When will my bankruptcy be filed?

     No matter which chapter of bankruptcy you file, you must participate in a credit counseling course.  This course is done on the phone or online.  At our initial consultation, I will provide you with a list of credit counseling agency that you may use to obtain your certificate.

    The amount of time it takes to get your bankruptcy on file with the Court which would stop all actions by creditors, depends upon your situation, and how quickly you can provide the information requested, complete the credit counseling course and pay the fees pursuant to the retainer agreement provided to you at your appointment.     

      After our initial consultation, I will provide you with a list of documents that I will need in order to prepare a bankruptcy along with a Retainer Agreement.  Upon receipt of all of the documents requested, I will contact you to schedule an appointment to review the bankruptcy petition and schedules I have prepared.  The normal time between your providing the documents and your appointment with me is 2-7 days.  However, if you are being threatened with a foreclosure, repossession, or wage garnishment,I can file the initial paperwork with the Court to stop the creditor from foreclosing, repossessing or garnishing with 24 hours of receipt of the necessary documents and fees with the remaining schedules and statements being filed fourteen days later.   


     If I have everything I need when we review the bankruptcy, and there are no changes to be made, or issues to be resolved,  your bankruptcy could be filed with the Court. 

How much does it cost to file a bankruptcy?

    The cost of filing a bankruptcy depends upon which chapter you file.  The filing fee of a Chapter 7 bankruptcy is $335.00, and the filing fee for a Chapter 13 is  $310.00.

   

    The attorney fees charged depend upon the complexity of your case.  After receiving your free consultation with me, I will provide you with a Retainer Agreement outlining the services I will be providing along with the attorney fees being charged. 

When will I get my discharge?

  You file a bankruptcy in order to get a discharge from your debts.

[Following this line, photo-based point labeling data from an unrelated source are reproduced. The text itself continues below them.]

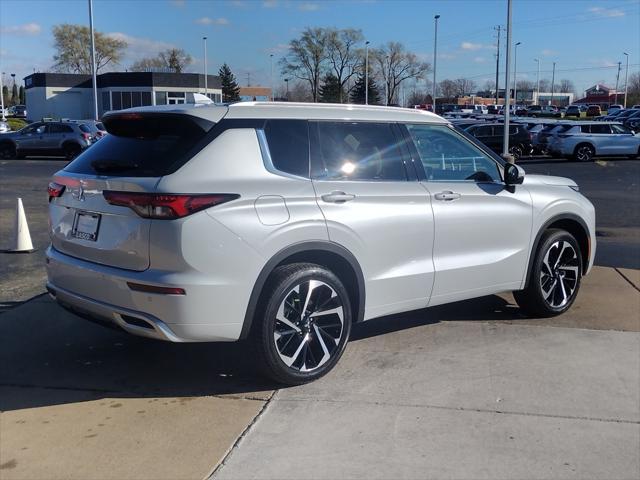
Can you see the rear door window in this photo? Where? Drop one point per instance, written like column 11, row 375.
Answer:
column 143, row 145
column 288, row 142
column 356, row 151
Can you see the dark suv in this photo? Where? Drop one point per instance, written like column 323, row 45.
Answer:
column 491, row 134
column 67, row 139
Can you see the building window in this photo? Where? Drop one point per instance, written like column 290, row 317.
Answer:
column 161, row 98
column 106, row 101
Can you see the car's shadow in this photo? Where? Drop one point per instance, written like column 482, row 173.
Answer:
column 50, row 357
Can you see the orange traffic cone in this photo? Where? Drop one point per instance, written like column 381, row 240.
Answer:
column 21, row 238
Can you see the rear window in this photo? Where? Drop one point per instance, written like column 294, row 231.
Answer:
column 143, row 146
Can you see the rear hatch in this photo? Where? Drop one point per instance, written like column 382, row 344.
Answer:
column 142, row 147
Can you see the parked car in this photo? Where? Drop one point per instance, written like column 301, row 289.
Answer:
column 67, row 139
column 572, row 111
column 492, row 135
column 614, row 108
column 306, row 200
column 18, row 111
column 586, row 140
column 593, row 111
column 543, row 111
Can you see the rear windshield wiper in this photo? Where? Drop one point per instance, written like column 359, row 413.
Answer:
column 112, row 166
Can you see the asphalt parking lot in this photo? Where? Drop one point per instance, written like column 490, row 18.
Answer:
column 469, row 390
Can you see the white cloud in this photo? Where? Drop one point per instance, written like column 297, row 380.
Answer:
column 607, row 12
column 212, row 21
column 138, row 48
column 23, row 30
column 308, row 7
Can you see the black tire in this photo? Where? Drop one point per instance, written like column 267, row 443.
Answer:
column 7, row 151
column 584, row 153
column 302, row 328
column 71, row 151
column 554, row 279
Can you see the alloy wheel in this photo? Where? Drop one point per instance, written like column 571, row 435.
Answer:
column 309, row 326
column 559, row 274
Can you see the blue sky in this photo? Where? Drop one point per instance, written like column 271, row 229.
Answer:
column 585, row 38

Generally, you will receive your discharge in a Chapter 7 within 90-120 days from the date of the filing of your petition.  Your discharge can be denied if you lie on your petition and schedules, conceal an asset, disobey a Court order, or otherwise fail to cooperate with the Trustee or the Court.  This is not a complete listing of reasons that your discharge may be denied. At your free consultation, I will discuss with you the reasons your discharge may be denied. 

 

Also, there are certain debts that you may still be responsible for paying after your bankruptcy.  These debts are either non-dischargeable debts or debts which you have agreed to pay despite the filing of the bankruptcy.  For example debts that you may agree to pay are: mortgage debt, car debt, or other secured debt. 

  The bankruptcy code states that certain debts are not dischargeable.  For example, student loans, certain taxes, alimony, child support, and in some instances property settlement agreements entered into in a divorce may not be discharged when you file.  Other debts that may not qualify for a discharge are debts for fraud, willful and malicious injury , cash advances and credit card charges incurred within 90 days prior to filing and breach of fiduciary duties.  This is not a complete list of all of the non dischargeable debts, but I will discuss this with you at your consultation.

How will a bankruptcy affect my credit?

    

   A bankruptcy will stay on your credit report for up to 10 years and may effect your ability to obtain financing.  You can work to re-establish your credit after you file.  You will have to take a course after you file called a financial management course in order to receive your discharge.  This course will discuss how to manage your money and establish credit.

Will I get to keep my tax refund when I file bankruptcy?

    When you file a bankruptcy, any tax refund you receive may have to be turned over to your Trustee.  How much will have to be turned over depends on which chapter of bankruptcy you file,  the date on which you file your petition, and the amount you will be receiving.  I will discuss this in more depth at your consultation.

Does my spouse have to file bankruptcy with me?

     Your spouse does not have to file a bankruptcy with you.  You can file a petition without your spouse; however, your spouse's income may have to be disclosed in your petition along with his/her expenses.  This is something you can discuss with me at any consultation.

Do I make too much money to file bankruptcy?

     The amount of money you make will determine which Chapter of bankruptcy you qualify to file.  The bankruptcy code requires that you provide proof of the last 6 months of income to determine which Chapter of bankruptcy to file.  No matter your income, you will qualify to file a bankruptcy.  However, you may have to file a Chapter 13 bankruptcy to repay something to your creditors.  It may be pennies on the dollars or 100% depending on your median income.  

Do I have to list the debt on my house and car if I file for bankruptcy, even if I am current and want to keep them?

    One of the first principles of bankruptcy is that you have to list everyone that you owe.  This includes relatives, doctors, credit cards, and any mortgages and vehicle loans that you owe.   Even if you are current on these debts and want to continue to pay on them.  If you are filing a Chapter 7 bankruptcy, you can reaffirm the debt with the creditor you want to pay.  It is up to the creditor whether to enter into a reaffirmation agreement with you.  The consequences of entering into reaffirmation agreement will be discussed if you have a free consultation with this office.